The ARIMA method is a dynamic forecasting method that uses the relationship between past data to forecast future values. A strength of this method for estimating influenza-associated deaths is that virologic data and manually setting baselines are not required. Another advantage is that as more data are collected the model can be updated and re-validated (i.e., the coefficients changed) to improve model fit and accuracy. Autoregressive integrated moving average methods have several disadvantages when compared with more commonly used models. They can be complicated to implement successfully, provide relatively few advantages over the more simple linear regression models, and suffer from some of the same weaknesses as these models, including defining influenza seasons solely by the use of statistical thresholds.
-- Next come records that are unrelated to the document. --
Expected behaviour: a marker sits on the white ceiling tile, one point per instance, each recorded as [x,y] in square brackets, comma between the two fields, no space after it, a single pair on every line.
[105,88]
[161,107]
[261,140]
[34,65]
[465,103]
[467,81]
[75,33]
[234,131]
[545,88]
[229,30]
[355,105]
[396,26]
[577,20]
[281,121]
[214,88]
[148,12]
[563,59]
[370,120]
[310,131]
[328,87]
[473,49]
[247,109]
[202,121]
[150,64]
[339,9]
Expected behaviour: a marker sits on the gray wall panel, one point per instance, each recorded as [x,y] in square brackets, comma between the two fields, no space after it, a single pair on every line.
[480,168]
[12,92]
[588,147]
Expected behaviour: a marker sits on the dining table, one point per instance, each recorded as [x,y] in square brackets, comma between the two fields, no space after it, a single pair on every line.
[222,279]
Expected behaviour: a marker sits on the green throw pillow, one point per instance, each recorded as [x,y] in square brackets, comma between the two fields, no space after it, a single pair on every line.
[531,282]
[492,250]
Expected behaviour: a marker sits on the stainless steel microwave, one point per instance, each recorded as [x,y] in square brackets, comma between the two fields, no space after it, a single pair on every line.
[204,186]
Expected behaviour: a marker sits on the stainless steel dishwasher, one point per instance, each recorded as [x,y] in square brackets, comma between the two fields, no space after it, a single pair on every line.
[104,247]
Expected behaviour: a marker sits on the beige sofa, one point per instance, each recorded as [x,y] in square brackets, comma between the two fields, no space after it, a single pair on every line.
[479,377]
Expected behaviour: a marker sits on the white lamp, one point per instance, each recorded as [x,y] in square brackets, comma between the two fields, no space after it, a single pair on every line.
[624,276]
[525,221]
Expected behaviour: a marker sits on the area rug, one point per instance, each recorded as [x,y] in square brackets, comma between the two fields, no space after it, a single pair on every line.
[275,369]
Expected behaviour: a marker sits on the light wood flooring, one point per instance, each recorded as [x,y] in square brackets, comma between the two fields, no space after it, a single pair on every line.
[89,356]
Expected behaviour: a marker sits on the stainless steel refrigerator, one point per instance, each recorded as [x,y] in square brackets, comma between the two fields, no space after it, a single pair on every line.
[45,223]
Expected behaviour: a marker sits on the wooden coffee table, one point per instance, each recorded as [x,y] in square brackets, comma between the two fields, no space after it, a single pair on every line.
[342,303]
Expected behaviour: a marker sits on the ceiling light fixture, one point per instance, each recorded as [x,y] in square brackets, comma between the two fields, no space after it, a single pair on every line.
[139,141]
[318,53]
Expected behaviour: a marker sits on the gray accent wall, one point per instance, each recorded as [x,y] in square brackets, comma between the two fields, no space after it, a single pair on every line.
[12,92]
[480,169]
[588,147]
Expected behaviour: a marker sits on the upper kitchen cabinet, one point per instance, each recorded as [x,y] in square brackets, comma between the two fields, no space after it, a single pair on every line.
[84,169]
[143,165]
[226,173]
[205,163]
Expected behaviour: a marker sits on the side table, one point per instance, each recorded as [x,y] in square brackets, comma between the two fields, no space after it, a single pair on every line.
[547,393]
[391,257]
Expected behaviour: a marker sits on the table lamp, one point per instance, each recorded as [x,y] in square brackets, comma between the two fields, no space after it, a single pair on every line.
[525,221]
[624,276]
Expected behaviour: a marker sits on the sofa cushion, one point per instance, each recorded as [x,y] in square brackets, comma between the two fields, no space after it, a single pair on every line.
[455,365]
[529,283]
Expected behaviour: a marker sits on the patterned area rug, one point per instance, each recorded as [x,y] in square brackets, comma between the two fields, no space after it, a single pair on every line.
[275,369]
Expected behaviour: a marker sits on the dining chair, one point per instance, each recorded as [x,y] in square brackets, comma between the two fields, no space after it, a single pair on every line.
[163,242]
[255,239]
Centers for Disease Control and Prevention’s most recent published estimates of influenza-associated deaths for the 1990–1991 through 1998–1999 seasons made use of Poisson regression models. The annual average number of underlying respiratory and circulatory deaths associated with influenza during those nine seasons was 36 155 deaths.4 An annual estimate for a longer period (the 1976/1977 season through the 1998/1999 season) of 25 420 deaths was also made by using the Poisson regression model.4 The mortality estimates made in this study for 1976–1977 to 2002–2003 were similar to these previous estimates. The annual average for the 1990–1991 through 1998–1999 seasons was 32 928. The average annual estimate for the 1993–1994 through the 2002–2003 seasons, the last decade of the study period, was 36 171 deaths.

While the estimates of numbers and rates of influenza-associated deaths were similar and highly correlated across models, the estimates of the numbers of epidemic weeks were less highly correlated. The beginning and end of the epidemic periods (i.e., the tails) are typically associated with small differences between expected mortality and observed mortality. Therefore, differences in epidemic weeks lead to smaller differences than might be expected in the estimated annual number of influenza-associated deaths. Understanding why differences in estimates of epidemic weeks are found using various models is an area for future research.

In summary, each of the four models we used to estimate annual influenza-associated mortality produced similar estimates, with the exception of summer baseline rate-difference and the ARIMA models. Several factors must be considered when seeking to make the most efficient and reliable estimates of influenza-associated deaths. Depending on the availability of consistent and robust surveillance data, the length of the period for which mortality estimates are being made, and the general seasonality of influenza circulation in area of the world being studied, different models might be selected for primary use. We suggest that as countries or areas that have not previously made estimates of influenza-associated mortality begin this process, that it is reasonable to compare estimates made by using several different methods to see how similar the results are, and how they vary over time. Poisson models seem well-suited for use in countries with robust viral surveillance data. In countries where viral surveillance data are limited and where the seasonality of influenza is more complex, rate-difference models represent a reasonable starting point for making estimates of influenza-associated mortality. An important area for additional research is how to apply statistical models to estimate influenza-associated mortality in those subtropical and tropical countries that include the majority of the world’s population.

Acknowledgement

We wish to thank Ericka Sinclair, Erin Murray, and Alicia Budd for assistance in organizing the WHO influenza isolate data.

Financial Support

The work presented in this manuscript was funded solely by the US Centers for Disease Control and Prevention. The findings and conclusions in this study are those of the authors and do not necessarily represent the views of the Centers for Disease Control and Prevention.

Conflict of interest

We declare that we have no conflict of interest.